General election 2019: will a Remain alliance work?
By Daniel J. McLaughlin
The Lib Democrats, Plaid Cymru and the Green Party have joined together in a pro-Remain election pact.
The Remain alliance - known as Unite to Remain - will see the three parties step aside for each other in 60 seats - 49 in England and 11 in Wales.
One MP said it will "tip the balance of power away" from the Tories and Labour.
However, a polling guru predicts that its impact will be "inevitably limited".
Heidi Allen, the former Tory MP who moved to the Lib Dems, said that the pact is "unprecedented in modern British political history".
She said: "With a single remain candidate in 60 seats we will return a greater number of remain MPs to parliament.
"This is our opportunity to tip the balance of power away from the two largest parties and into a progressive remain alliance."
Allen, who is standing down from the Commons in December, told Sky News' Adam Boulton that this is not an ordinary general election - it's about Brexit.
She said: "Remain voters out there will want to know that their vote counts.

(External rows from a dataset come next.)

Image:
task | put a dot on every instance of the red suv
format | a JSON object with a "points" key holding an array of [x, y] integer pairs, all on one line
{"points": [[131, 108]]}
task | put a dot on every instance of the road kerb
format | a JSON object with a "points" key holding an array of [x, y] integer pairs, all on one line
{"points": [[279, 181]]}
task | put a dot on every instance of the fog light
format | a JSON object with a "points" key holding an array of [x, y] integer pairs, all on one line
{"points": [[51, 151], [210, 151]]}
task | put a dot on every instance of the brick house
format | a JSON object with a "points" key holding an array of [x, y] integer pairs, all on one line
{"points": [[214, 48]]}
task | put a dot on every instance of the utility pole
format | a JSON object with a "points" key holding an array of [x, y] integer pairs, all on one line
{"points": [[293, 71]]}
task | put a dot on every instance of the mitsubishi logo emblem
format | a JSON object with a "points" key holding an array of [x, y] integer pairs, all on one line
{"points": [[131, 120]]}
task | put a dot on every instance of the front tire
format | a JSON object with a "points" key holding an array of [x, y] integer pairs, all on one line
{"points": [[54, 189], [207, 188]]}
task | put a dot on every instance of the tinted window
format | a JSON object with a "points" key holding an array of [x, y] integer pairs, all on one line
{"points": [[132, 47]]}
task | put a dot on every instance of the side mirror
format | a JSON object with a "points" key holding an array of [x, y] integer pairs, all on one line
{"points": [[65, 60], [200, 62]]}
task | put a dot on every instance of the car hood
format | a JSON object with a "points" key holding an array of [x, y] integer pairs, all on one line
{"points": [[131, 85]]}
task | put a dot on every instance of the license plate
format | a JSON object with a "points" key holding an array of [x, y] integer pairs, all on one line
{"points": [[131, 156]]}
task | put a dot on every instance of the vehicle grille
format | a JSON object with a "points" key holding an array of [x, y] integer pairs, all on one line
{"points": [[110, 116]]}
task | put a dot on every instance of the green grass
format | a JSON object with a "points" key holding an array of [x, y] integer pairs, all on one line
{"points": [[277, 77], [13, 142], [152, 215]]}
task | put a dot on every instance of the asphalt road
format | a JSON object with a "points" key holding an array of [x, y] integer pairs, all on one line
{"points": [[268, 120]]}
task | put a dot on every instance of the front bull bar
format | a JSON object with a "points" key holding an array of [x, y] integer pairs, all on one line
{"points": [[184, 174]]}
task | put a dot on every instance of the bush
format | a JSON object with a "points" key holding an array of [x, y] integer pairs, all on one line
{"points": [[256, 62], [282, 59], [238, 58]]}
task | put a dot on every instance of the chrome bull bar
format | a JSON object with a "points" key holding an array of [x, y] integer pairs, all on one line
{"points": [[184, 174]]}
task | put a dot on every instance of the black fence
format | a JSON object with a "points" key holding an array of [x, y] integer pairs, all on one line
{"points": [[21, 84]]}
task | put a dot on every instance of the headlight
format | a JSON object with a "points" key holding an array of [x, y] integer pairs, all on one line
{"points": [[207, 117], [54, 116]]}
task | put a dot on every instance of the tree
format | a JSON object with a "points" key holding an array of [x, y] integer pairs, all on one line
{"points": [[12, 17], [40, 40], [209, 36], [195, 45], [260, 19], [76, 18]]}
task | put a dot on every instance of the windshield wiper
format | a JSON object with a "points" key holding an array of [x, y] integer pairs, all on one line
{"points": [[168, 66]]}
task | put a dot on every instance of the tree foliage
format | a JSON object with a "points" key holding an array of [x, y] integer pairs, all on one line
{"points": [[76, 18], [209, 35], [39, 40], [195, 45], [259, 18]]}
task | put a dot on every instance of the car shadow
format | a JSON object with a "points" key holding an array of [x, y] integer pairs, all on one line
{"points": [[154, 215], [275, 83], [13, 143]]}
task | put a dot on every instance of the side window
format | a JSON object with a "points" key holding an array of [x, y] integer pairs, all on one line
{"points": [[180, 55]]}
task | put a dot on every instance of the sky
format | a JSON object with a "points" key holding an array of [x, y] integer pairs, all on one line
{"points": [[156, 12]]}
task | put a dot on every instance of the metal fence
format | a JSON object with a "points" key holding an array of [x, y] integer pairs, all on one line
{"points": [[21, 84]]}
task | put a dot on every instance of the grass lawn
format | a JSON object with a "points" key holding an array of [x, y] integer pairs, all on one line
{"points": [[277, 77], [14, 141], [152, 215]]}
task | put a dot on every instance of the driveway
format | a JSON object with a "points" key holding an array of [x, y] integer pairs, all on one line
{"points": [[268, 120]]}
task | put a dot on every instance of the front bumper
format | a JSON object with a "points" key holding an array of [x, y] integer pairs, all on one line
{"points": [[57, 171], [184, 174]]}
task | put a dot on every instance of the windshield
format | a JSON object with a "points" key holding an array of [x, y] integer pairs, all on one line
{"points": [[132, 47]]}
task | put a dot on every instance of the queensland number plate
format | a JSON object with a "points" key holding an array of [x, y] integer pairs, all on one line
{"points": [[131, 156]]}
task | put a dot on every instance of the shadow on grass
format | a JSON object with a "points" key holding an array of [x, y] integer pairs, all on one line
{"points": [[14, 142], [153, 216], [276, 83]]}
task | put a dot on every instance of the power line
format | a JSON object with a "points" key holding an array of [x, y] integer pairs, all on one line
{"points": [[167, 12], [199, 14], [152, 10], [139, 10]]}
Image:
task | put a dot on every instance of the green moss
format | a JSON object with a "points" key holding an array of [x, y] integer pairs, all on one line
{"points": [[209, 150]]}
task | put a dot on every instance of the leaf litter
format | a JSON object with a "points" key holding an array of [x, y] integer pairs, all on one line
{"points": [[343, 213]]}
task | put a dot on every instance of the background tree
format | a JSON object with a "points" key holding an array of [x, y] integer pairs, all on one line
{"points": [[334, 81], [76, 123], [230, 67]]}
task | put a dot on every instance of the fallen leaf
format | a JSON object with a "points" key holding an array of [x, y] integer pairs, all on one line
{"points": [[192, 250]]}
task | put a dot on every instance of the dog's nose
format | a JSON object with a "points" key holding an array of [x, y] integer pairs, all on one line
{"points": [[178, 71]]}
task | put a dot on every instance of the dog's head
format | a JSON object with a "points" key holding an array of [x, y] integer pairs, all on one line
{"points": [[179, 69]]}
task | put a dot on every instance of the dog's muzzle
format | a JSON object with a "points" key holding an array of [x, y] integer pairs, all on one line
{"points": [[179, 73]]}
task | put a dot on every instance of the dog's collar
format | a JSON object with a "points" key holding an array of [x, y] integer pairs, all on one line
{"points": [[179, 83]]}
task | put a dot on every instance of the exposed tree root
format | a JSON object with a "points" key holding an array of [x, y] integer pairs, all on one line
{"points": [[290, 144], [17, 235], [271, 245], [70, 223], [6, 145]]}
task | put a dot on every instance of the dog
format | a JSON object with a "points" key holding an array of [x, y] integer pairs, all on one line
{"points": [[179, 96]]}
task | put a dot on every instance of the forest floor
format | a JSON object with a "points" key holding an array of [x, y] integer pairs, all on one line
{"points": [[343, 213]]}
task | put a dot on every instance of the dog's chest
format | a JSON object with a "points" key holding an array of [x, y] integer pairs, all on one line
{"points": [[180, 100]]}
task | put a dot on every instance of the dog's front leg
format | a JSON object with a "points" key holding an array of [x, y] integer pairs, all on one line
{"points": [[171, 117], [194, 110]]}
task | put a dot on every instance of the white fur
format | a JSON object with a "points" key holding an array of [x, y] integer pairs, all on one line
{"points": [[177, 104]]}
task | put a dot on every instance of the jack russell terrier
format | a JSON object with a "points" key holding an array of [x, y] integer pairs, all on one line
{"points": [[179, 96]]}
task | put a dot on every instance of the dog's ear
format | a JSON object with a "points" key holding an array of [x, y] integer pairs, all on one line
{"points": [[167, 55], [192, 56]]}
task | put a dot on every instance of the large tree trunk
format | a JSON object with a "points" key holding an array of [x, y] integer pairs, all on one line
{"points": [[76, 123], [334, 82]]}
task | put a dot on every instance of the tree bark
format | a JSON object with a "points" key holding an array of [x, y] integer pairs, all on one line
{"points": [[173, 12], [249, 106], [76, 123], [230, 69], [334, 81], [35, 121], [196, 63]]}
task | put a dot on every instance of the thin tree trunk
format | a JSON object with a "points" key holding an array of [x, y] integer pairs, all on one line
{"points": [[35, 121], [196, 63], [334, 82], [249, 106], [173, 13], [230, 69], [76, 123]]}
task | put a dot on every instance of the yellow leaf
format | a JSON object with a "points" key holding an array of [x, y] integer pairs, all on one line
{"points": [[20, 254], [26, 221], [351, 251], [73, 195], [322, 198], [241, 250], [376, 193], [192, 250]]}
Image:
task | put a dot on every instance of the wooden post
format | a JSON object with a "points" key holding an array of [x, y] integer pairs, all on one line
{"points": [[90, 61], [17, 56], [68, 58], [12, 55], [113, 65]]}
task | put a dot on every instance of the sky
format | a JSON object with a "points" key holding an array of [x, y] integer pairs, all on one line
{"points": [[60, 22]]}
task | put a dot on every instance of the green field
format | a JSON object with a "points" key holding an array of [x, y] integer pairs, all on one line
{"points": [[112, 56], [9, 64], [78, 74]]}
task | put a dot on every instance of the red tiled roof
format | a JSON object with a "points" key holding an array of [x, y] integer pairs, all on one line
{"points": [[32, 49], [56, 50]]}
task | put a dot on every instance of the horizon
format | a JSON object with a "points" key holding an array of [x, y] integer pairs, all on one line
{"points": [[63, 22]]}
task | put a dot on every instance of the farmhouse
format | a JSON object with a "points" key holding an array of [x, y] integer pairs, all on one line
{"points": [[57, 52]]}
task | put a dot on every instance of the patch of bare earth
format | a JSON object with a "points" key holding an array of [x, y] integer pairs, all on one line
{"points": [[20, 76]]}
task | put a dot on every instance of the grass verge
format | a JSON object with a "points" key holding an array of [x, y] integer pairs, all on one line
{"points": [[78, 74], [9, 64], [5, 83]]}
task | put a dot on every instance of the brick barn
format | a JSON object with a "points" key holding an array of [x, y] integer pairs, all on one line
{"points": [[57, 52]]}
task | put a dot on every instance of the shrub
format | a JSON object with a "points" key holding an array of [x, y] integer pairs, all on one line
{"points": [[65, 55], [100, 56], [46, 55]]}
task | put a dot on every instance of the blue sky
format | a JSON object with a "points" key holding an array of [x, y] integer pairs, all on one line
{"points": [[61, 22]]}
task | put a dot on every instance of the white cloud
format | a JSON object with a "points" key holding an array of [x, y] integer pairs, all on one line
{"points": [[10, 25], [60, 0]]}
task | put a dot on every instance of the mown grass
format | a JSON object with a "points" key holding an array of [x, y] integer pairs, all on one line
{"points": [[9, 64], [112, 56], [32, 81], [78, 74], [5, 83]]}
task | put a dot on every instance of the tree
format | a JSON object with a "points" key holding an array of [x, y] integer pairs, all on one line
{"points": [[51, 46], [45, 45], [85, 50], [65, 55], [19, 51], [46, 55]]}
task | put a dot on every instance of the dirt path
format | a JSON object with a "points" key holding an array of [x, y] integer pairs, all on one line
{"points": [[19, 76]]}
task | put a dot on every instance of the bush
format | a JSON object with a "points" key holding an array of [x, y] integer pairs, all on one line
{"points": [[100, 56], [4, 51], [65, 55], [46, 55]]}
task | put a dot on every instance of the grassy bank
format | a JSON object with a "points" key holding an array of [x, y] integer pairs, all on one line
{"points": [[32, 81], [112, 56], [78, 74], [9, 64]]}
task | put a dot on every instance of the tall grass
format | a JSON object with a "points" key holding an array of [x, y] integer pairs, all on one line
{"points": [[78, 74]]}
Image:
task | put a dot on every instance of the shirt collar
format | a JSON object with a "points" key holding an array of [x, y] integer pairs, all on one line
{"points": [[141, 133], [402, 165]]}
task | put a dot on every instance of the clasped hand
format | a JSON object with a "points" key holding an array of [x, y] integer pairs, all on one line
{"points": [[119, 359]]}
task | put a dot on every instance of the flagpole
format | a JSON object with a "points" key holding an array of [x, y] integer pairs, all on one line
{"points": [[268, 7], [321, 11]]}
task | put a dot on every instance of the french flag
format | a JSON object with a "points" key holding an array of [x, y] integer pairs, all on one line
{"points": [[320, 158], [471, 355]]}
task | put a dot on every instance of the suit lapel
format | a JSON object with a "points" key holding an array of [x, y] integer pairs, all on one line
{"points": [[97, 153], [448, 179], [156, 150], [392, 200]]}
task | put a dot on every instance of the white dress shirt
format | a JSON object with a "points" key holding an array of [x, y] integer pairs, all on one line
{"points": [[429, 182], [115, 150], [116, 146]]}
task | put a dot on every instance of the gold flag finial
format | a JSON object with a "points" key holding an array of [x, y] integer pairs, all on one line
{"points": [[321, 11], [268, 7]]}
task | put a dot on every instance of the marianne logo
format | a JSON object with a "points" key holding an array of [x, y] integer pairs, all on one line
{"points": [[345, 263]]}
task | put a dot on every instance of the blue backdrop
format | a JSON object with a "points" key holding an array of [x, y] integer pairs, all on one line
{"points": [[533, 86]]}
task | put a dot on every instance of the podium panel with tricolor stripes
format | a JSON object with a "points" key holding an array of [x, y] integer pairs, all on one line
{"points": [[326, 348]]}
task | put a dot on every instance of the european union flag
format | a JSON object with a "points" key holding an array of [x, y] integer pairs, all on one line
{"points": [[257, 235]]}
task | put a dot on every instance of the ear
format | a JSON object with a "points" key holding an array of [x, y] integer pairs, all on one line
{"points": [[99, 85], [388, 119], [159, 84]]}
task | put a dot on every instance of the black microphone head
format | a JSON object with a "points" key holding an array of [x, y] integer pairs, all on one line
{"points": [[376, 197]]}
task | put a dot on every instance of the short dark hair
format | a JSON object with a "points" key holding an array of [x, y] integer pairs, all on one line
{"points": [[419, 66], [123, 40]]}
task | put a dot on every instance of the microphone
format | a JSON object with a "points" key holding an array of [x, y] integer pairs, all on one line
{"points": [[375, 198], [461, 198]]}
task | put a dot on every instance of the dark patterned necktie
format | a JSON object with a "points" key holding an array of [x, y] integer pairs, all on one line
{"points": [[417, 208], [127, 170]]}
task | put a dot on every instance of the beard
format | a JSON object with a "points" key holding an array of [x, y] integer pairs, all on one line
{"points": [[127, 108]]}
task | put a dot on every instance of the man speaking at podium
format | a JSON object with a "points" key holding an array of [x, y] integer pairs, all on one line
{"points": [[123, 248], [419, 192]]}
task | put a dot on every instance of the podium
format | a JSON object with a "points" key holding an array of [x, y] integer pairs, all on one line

And by doing this, we stand an extremely high chance of all these seats being returned for these three parties."
Sir John Curtice told BBC News that a Remain alliance would be "small" and "limited".
The polling guru predicts that it would only threaten around half a dozen Tory seats.
He said: "So far as alliances are concerned, notice that the one party that is not part of these discussions is the Labour Party, which is the biggest party on the Remain side.
"So the extent to which an alliance between these three groups and indeed some independent Conservatives such as Dominic Grieve can have an impact is inevitably limited."
The politics professor said that the Lib Dems, the Greens and Plaid Cymru are "three relatively small parties" and says there are around half a dozen seats where there is "some realistic prospect where an alliance of the kind we're talking about might make a difference".
He added: "Bearing in mind, by the way, that in quite a few of these seats where the Liberal Democrats are hopeful, the Green still did not fight actually two years ago."
According to the Independent, out of the 60 target seats, not one would have "delivered a different result at the last election in 2017 if the Lib Dems, Greens and Welsh Nationalists had fielded a single candidate".
In the 2017 general election, these three Remain parties only mustered eight per cent of the vote between them.
The i reports that even in the most optimistic projections for the December election, only 44 out of the 60 seats would be "competitive".
The Lib Dems would benefit the most, while Plaid Cymru will likely "pick up no more than one or two extra MPs and the Greens facing an uphill battle in every seat except the one they already hold".
The UK in a Changing Europe examines the Best for Britain’s MRP constituency poll - which puts the Lib Dems on 18 per cent and the Greens on six per cent nationally.
Without a Remain Alliance, the Lib Dems would win 19 seats.
With a Remain Alliance - if the "entire predicted vote share for the Liberal Democrats, the Green Party and Plaid Cymru moved en masse to the Liberal Democrats" - they could pick up a further 11 seats from the Tories - building their total to 30 MPs.
The general election will be held on December 12.